"In reconfiguring our maps of the Irish nineteenth century, Nolan provides a persuasive archeology of the present moment, revealing just how many of our current triumphs and frustrations were anticipated in some now-neglected texts. Lucid, bold, and unfailingly incisive, Catholic Emancipations will be recognized as an overarching vision of Irish culture by a radical critic of immense subtlety and imaginative power."—Declan Kiberd, author of Inventing Ireland
"Catholic Emancipations illuminates the distinctive features of an important and largely unexplored tradition in Irish fiction. The book offers a rich, compelling account of how Catholic fiction in Ireland grappled with the ambitions and anxieties of a politically advancing Catholic middle class."—Marjorie Howes, author of Yeats's Nations: Gender, Class, and Irishness
This groundbreaking book explores the role 19th century Irish Catholic authors played in forging the creation of modern Irish literature. As such it offers a unique tour of Ireland’s literary landscape, from early origins during the Catholic political resurgence of the 1820s to the transformative zenith wrought by James Joyce’s Ulysses in 1922.
Emer Nolan observes that contemporary Irish literature is steeped in the ambitions and internal conflicts of a previously captive Irish Catholic culture that came into its own with the narrative art form. He revisits, with keen insights, the prescient and influential songs, poems, and prose of Thomas Moore. He also points out that Moore’s wildly successful work helped create an audience for authors to come, i.e. John and Michael Banim, William Carleton and the popular novelists Gerald Griffin and Charles Kickham.

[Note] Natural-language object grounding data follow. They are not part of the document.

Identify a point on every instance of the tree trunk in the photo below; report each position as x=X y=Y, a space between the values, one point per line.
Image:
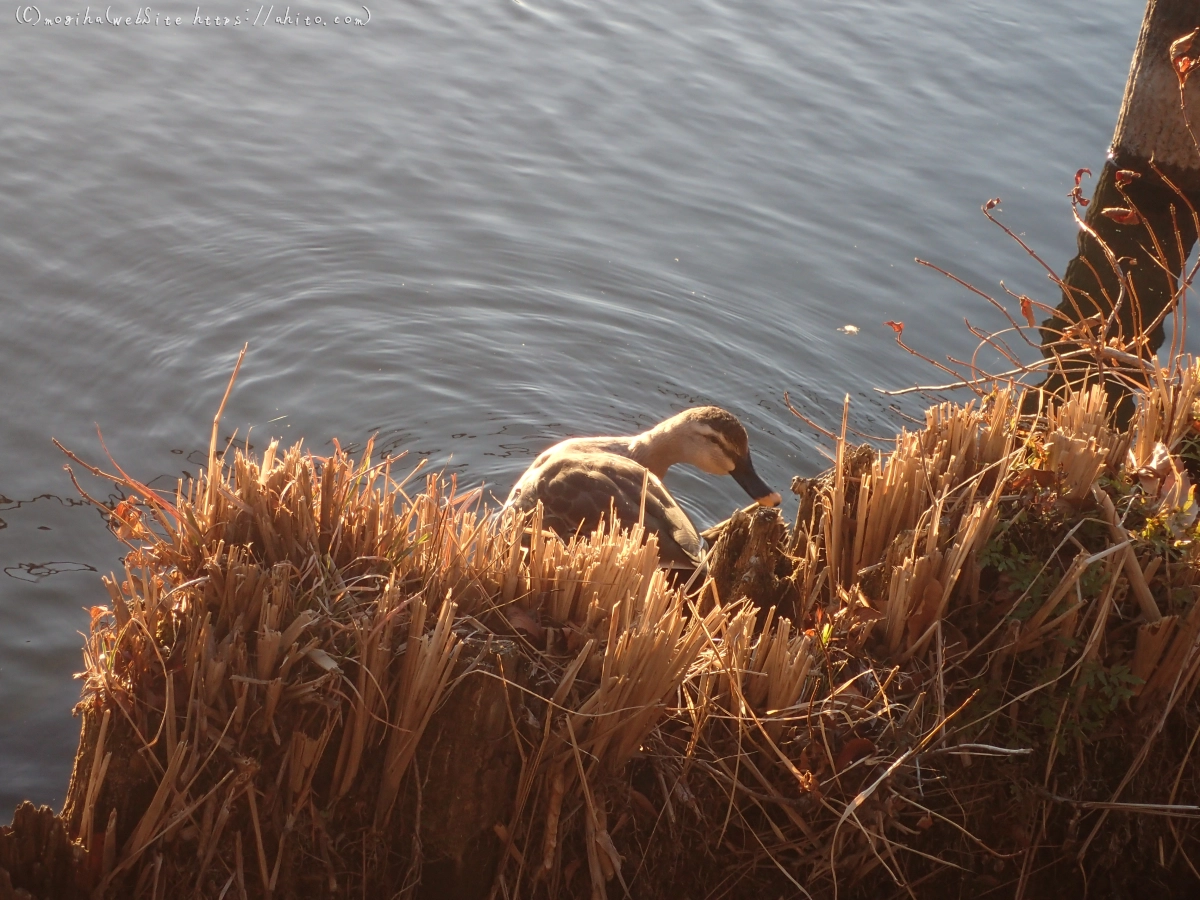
x=1128 y=214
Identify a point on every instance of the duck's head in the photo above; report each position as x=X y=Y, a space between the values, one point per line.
x=713 y=441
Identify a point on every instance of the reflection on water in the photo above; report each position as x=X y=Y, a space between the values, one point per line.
x=472 y=229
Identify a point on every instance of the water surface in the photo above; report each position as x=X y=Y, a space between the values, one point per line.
x=477 y=227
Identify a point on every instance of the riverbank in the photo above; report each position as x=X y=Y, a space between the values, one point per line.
x=967 y=666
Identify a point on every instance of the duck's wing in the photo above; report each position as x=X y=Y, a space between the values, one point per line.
x=579 y=489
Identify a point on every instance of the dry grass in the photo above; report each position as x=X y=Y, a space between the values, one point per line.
x=976 y=613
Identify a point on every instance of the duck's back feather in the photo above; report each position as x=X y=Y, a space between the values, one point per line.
x=579 y=489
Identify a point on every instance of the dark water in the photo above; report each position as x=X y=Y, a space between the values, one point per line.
x=480 y=226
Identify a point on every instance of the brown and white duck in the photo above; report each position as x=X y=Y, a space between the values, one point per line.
x=579 y=480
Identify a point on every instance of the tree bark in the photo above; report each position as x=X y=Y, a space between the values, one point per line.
x=1152 y=132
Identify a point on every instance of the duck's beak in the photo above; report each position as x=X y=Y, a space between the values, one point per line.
x=744 y=474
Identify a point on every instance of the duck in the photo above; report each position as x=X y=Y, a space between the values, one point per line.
x=580 y=480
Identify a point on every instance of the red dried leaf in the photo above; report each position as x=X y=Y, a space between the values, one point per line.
x=1027 y=311
x=1077 y=192
x=1125 y=177
x=1182 y=63
x=1121 y=215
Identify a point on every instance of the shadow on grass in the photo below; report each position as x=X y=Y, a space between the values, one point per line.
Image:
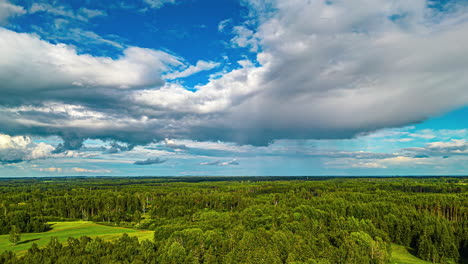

An innovative aspect of this study is the author’s exploration of the relationship between James Joyce and Irish culture and his nineteenth-century Irish Catholic predecessors and their political and national passions. It is, in effect, a telling look at the future history of Irish fiction.
About the Author
Emer Nolan lectures in English at the National University of Ireland, Maynooth. She is the author of Joyce and Nationalism and editor of Thomas Moore: Memoirs of Captain Rock.